An immersive experience whilst respecting the daffodils

Every year we delight at seeing and smelling the irresistible daffodils we come across. However, every time we let ourselves get carried away and walk amongst them, we end up doing more harm than good. That’s why we’ve created a self-guided walking leaflet for you to enjoy the daffodils from hard standing paths. You can pick these up free of charge from the information centre.

We have an array of varieties that will flower at different times, from February until the end of April. Meaning you can visit multiple times throughout the season and be able to enjoy different flowers each time.

The conquest for gold

Gold has long been associated with wealth, status, power and achievement.

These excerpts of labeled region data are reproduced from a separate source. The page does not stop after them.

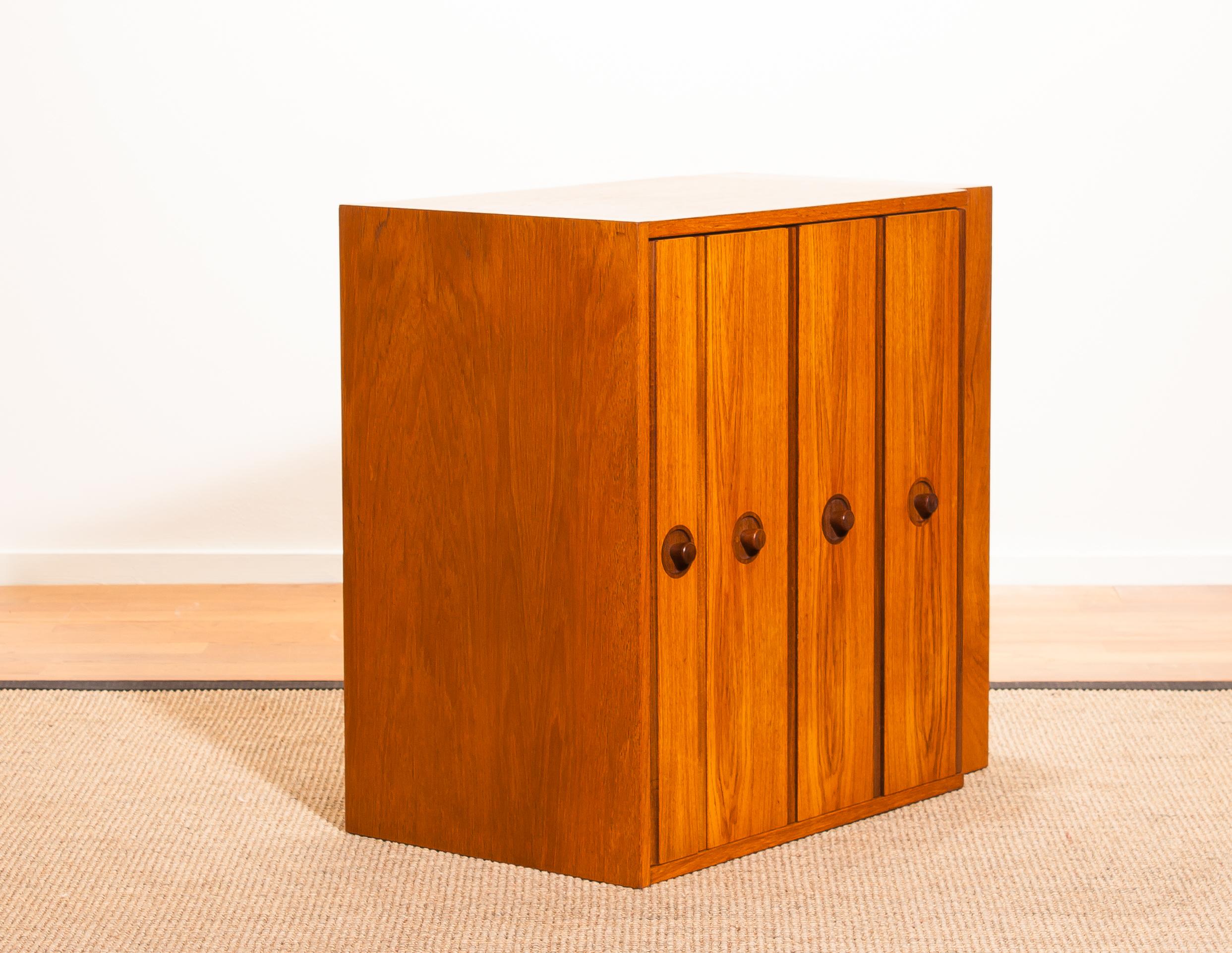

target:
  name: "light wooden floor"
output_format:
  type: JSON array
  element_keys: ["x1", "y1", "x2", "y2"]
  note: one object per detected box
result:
[{"x1": 0, "y1": 586, "x2": 1232, "y2": 682}]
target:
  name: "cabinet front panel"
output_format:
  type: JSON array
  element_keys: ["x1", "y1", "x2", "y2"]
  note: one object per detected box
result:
[
  {"x1": 883, "y1": 212, "x2": 962, "y2": 794},
  {"x1": 796, "y1": 219, "x2": 880, "y2": 819},
  {"x1": 654, "y1": 238, "x2": 707, "y2": 863},
  {"x1": 704, "y1": 229, "x2": 790, "y2": 846}
]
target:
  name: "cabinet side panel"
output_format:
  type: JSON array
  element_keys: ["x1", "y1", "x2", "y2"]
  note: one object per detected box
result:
[
  {"x1": 654, "y1": 238, "x2": 707, "y2": 863},
  {"x1": 883, "y1": 212, "x2": 962, "y2": 794},
  {"x1": 341, "y1": 208, "x2": 652, "y2": 884},
  {"x1": 706, "y1": 229, "x2": 790, "y2": 847},
  {"x1": 961, "y1": 188, "x2": 993, "y2": 772},
  {"x1": 796, "y1": 219, "x2": 881, "y2": 819}
]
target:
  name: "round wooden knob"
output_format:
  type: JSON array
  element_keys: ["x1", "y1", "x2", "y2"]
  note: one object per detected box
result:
[
  {"x1": 912, "y1": 493, "x2": 941, "y2": 519},
  {"x1": 821, "y1": 494, "x2": 855, "y2": 543},
  {"x1": 668, "y1": 539, "x2": 698, "y2": 572},
  {"x1": 830, "y1": 510, "x2": 855, "y2": 539},
  {"x1": 659, "y1": 526, "x2": 698, "y2": 579},
  {"x1": 732, "y1": 513, "x2": 766, "y2": 562},
  {"x1": 740, "y1": 526, "x2": 766, "y2": 559}
]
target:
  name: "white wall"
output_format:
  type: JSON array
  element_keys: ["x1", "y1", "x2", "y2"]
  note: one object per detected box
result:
[{"x1": 0, "y1": 0, "x2": 1232, "y2": 582}]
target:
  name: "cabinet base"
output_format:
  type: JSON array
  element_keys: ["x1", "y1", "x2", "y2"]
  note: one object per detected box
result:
[{"x1": 650, "y1": 775, "x2": 962, "y2": 884}]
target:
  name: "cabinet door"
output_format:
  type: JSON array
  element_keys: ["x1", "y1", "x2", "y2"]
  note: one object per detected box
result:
[
  {"x1": 654, "y1": 238, "x2": 708, "y2": 863},
  {"x1": 796, "y1": 218, "x2": 881, "y2": 819},
  {"x1": 883, "y1": 212, "x2": 962, "y2": 794},
  {"x1": 704, "y1": 229, "x2": 790, "y2": 846}
]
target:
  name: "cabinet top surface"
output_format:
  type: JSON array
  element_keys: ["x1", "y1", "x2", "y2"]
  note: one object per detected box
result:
[{"x1": 369, "y1": 172, "x2": 965, "y2": 222}]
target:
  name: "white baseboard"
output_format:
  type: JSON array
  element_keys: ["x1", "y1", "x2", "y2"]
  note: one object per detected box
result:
[
  {"x1": 0, "y1": 551, "x2": 343, "y2": 586},
  {"x1": 7, "y1": 551, "x2": 1232, "y2": 586},
  {"x1": 989, "y1": 553, "x2": 1232, "y2": 586}
]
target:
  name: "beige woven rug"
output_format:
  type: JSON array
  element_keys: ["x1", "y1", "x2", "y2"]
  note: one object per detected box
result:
[{"x1": 0, "y1": 691, "x2": 1232, "y2": 953}]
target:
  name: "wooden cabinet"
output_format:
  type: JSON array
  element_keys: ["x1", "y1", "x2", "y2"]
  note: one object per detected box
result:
[{"x1": 340, "y1": 176, "x2": 991, "y2": 887}]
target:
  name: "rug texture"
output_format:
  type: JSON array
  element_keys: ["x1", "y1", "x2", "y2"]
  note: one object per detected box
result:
[{"x1": 0, "y1": 691, "x2": 1232, "y2": 953}]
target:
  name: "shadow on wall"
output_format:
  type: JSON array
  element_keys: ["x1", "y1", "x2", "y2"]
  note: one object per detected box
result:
[{"x1": 0, "y1": 442, "x2": 343, "y2": 585}]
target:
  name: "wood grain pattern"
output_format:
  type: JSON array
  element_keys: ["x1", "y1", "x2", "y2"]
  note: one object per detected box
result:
[
  {"x1": 654, "y1": 238, "x2": 708, "y2": 861},
  {"x1": 796, "y1": 219, "x2": 881, "y2": 818},
  {"x1": 645, "y1": 192, "x2": 967, "y2": 238},
  {"x1": 394, "y1": 172, "x2": 966, "y2": 224},
  {"x1": 340, "y1": 207, "x2": 653, "y2": 885},
  {"x1": 706, "y1": 229, "x2": 790, "y2": 846},
  {"x1": 884, "y1": 212, "x2": 962, "y2": 794},
  {"x1": 650, "y1": 775, "x2": 962, "y2": 884},
  {"x1": 960, "y1": 188, "x2": 993, "y2": 772}
]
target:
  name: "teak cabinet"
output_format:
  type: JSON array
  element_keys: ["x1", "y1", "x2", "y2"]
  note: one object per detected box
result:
[{"x1": 340, "y1": 176, "x2": 992, "y2": 887}]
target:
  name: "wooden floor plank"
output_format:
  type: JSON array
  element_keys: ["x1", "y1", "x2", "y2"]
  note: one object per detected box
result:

Archaeological evidence of the metal being used in sacred objects, such as ritual cups, weaponry and jewellery has underlined its importance to ancient civilizations throughout history.

But why, more so than any other precious metal, has gold gripped man for millennia? Theories suggest its shining resemblance and radiance to the most powerful force in nature, the Sun, has the power to dazzle all who come into contact with it. Lord William Waldorf Astor being no exception.

A close up look at the intricate 23¾ carat gold leaf design on the Sounding Chamber gates
Cliveden sounding chamber gilded gates
A close up look at the intricate 23¾ carat gold leaf design on the Sounding Chamber gates

Cliveden’s gilded gates and grilles

In 1895 William Waldorf Astor commissioned Singers of Frome to produce lavish gold gates and grilles to adorn his show-piece South Terrace. Originally made from ironwork and then covered in 23¾ carat gold leaf, the gates and grilles sadly were not kept up to their intended splendour. In the many years following their installation they were simply painted over using gold imitation paint.  Specialist blacksmiths discovered years of rust and corrosion had seriously damaged the design of the pieces and extensive repairs were needed. They repaired and reforged missing elements to match the original design and restored them to their original colour by re-applying 23¾ carat gold leaf. The gates and grilles can now be seen for miles around as they sit glimmering right at the heart of the house. 

Sounding Chamber Gates and Grilles

Re-opening the Sounding Chamber

In 2012, we began a five year, £6 million restoration project on the Grade 1 Listed South Terrace and below Sounding Chamber. With the conservation project on the Sounding Chamber having been completed, we're inviting you back to celebrate its re-opening with a music installation by composer Errollyn Wallen.